Il Tribunale dei Ministri ha concluso l’inchiesta, che vede indagati per favoreggiamento e peculato la presidente del Consiglio Giorgia Meloni, il sottosegretario di Palazzo Chigi Alfredo Mantovano, il ministro della Giustizia Carlo Nordio e il ministro degli Interni Matteo Piantedosi, con Nordio che è indagato anche per omissione d’atti d’ufficio. I magistrati dovranno ora pronunciarsi nei loro confronti per la richiesta di archiviazione o di rinvio a giudizio.
All’inizio di quest’anno il caso Almasri ha suscitato scandalo contro il Governo: i ministri Nordio e Piantedosi sono stati anche al centro di una mozione di sfiducia, poi respinta dalla maggioranza in Parlamento.
Il generale libico viene fermato dalla Digos di Torino domenica 19 gennaio in esecuzione di un mandato d’arresto spiccato il giorno prima dalla Corte Penale Internazionale di L’Aja. Almasri è accusato dai procuratori internazionali di crimini di guerra e crimini contro l’umanità, ma martedì 21 gennaio la Corte d’Appello di Roma ne ordina la scarcerazione e il Ministro degli Interni lo rimpatria in Libia con un volo di Stato.
I giudici capitolini motivano la decisione di non convalidare il fermo con la mancata autorizzazione all’arresto da parte del Ministero della Giustizia, titolare dei rapporti con la Corte Penale Internazionale. Il ministro Nordio ha sempre spiegato di non aver avuto il tempo di esaminare il mandato d’arresto proveniente da L’Aja, sul quale – a detta sua – pendevano diversi presunti vizi.
Dagli atti dell’indagine del Tribunale dei Ministri – secondo quanto riportano oggi Corriere della Sera e La Repubblica – il Ministero della Giustizia era stato informato del fermo di Almasri poche ore dopo l’intervento della Digos.
Successivamente, l’allora capo del Dipartimento degli Affari di Giustizia, Luigi Birritteri (poi dimessosi e rientrato in ruolo), scrisse alla capo di gabinetto di Nordio, Giusi Bartolozzi, per segnalare la necessità come, per convalidare il fermo, fosse necessaria l’autorizzazione da parte del ministro. Bartolozzi rispose di essere già informata del caso e raccomandò prudenza: “Massimo riserbo e cautela”, avrebbe intimato a Birritteri, suggerendo di evitare scambi ufficiali e di usare canali criptati come l’app di messaggistica crittografata Signal.

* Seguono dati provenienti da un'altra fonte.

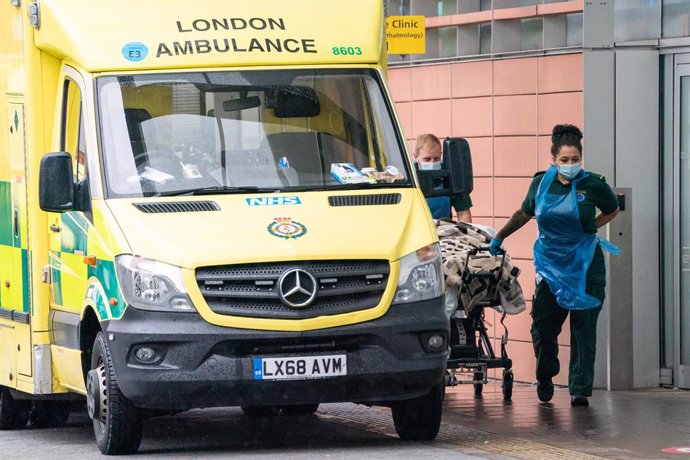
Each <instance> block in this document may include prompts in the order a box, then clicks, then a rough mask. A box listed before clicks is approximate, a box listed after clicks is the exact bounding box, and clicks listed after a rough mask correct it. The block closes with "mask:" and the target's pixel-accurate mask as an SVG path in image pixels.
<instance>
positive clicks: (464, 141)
mask: <svg viewBox="0 0 690 460" xmlns="http://www.w3.org/2000/svg"><path fill="white" fill-rule="evenodd" d="M472 177H473V174H472V156H471V155H470V145H469V144H468V143H467V141H466V140H465V139H463V138H461V137H447V138H445V139H444V140H443V163H442V166H441V169H439V170H426V171H422V170H420V169H418V170H417V178H418V179H419V186H420V187H421V189H422V193H423V194H424V196H425V197H427V198H432V197H436V196H451V195H458V194H461V193H471V192H472V189H473V188H474V182H473V179H472Z"/></svg>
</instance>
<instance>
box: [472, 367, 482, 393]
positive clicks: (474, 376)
mask: <svg viewBox="0 0 690 460" xmlns="http://www.w3.org/2000/svg"><path fill="white" fill-rule="evenodd" d="M474 380H475V381H477V380H482V381H483V380H484V373H483V372H475V373H474ZM483 391H484V384H483V383H475V384H474V395H475V396H481V395H482V392H483Z"/></svg>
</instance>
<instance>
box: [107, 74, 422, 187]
mask: <svg viewBox="0 0 690 460" xmlns="http://www.w3.org/2000/svg"><path fill="white" fill-rule="evenodd" d="M97 85H98V107H99V125H100V126H99V128H100V129H99V132H100V136H101V138H100V145H101V146H102V151H103V161H102V164H103V169H104V177H105V185H106V190H107V194H108V197H111V198H113V197H142V196H173V195H185V194H190V195H203V194H211V193H246V192H252V191H259V192H261V191H296V190H328V189H341V188H342V189H350V188H352V189H355V188H378V187H411V186H412V182H411V179H410V170H409V163H408V161H407V160H406V159H405V155H404V149H403V147H402V142H404V141H403V140H402V139H401V138H400V137H399V135H398V131H397V129H396V128H395V125H394V124H393V121H392V116H391V110H390V107H389V105H388V104H387V103H386V100H385V98H384V97H383V93H382V88H381V84H380V80H379V77H378V74H377V73H376V72H374V71H372V70H369V69H360V70H340V69H339V70H314V69H308V70H270V71H267V70H260V71H236V72H233V71H228V72H204V73H199V72H197V73H175V74H147V75H127V76H119V77H118V76H103V77H100V78H99V79H98V81H97Z"/></svg>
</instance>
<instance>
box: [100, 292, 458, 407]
mask: <svg viewBox="0 0 690 460" xmlns="http://www.w3.org/2000/svg"><path fill="white" fill-rule="evenodd" d="M104 328H105V332H106V337H107V338H108V340H109V342H108V343H109V347H110V350H111V354H112V358H113V364H114V367H115V376H116V379H117V382H118V385H119V386H120V390H121V391H122V393H123V394H124V395H125V396H126V397H127V398H129V399H130V400H131V401H132V402H133V403H134V404H135V405H136V406H138V407H141V408H147V409H166V410H167V409H171V410H186V409H191V408H195V407H211V406H237V405H241V406H254V405H281V404H307V403H325V402H362V403H380V404H385V403H387V402H390V401H395V400H401V399H409V398H413V397H416V396H420V395H422V394H425V393H426V392H428V390H429V389H430V387H431V386H433V385H434V384H436V383H438V382H439V380H440V379H441V378H442V377H443V375H444V372H445V369H446V360H447V358H448V318H447V316H446V313H445V310H444V304H443V297H440V298H438V299H433V300H430V301H424V302H418V303H411V304H403V305H393V306H391V307H390V309H389V311H388V313H387V314H385V315H384V316H382V317H381V318H379V319H376V320H373V321H368V322H364V323H359V324H354V325H348V326H342V327H334V328H329V329H323V330H314V331H307V332H274V331H258V330H245V329H233V328H225V327H219V326H214V325H211V324H209V323H207V322H206V321H204V320H203V319H202V318H201V317H200V316H199V315H196V314H180V313H159V312H146V311H141V310H136V309H134V308H128V309H127V311H126V312H125V314H124V316H123V317H122V318H121V319H120V320H118V321H109V322H106V323H104ZM431 336H436V340H435V341H433V343H434V345H435V346H436V347H435V348H431V347H430V346H429V339H430V337H431ZM438 336H441V337H442V342H439V340H438ZM142 348H143V350H142ZM141 358H145V359H144V361H148V362H142V360H141ZM315 362H316V364H314V363H315ZM326 368H328V369H326ZM317 371H318V372H317ZM290 372H292V374H290ZM287 374H290V375H287Z"/></svg>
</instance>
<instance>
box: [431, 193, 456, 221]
mask: <svg viewBox="0 0 690 460" xmlns="http://www.w3.org/2000/svg"><path fill="white" fill-rule="evenodd" d="M426 202H427V204H428V205H429V210H430V211H431V217H433V218H434V219H443V218H446V219H450V197H449V196H435V197H433V198H427V199H426Z"/></svg>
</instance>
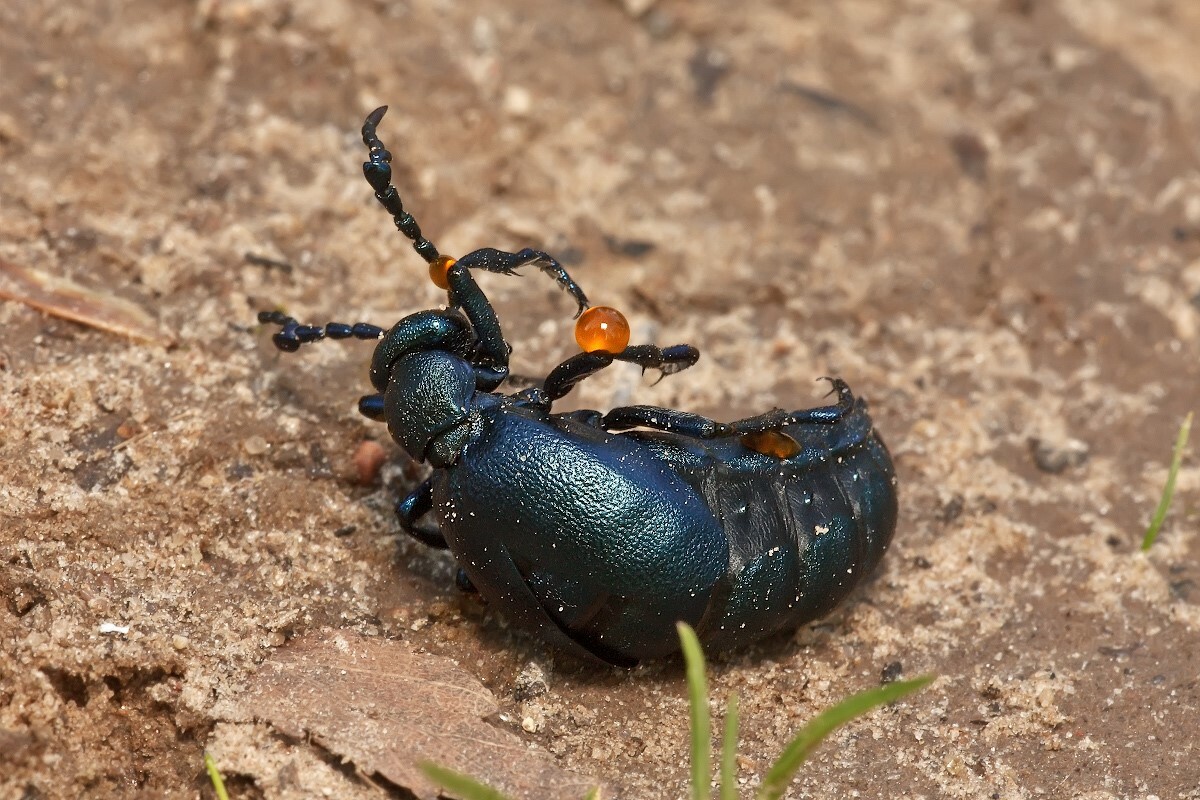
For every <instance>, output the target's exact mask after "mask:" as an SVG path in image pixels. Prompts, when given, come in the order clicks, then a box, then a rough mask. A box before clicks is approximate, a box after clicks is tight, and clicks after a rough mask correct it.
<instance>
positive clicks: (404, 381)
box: [384, 350, 475, 468]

Nella sua ricostruzione davanti al Parlamento, Nordio ha affermato di aver ricevuto solo una segnalazione vaga nella giornata di domenica 19 gennaio e di essere stato formalmente informato solo il giorno successivo. Ma i documenti acquisiti durante l’indagine del Tribunale dei Ministri indicano che l’atto d’accusa completo firmato dai giudici di L’Aja era stato trasmesso, tramite piattaforma Prisma, già dal pomeriggio di domenica.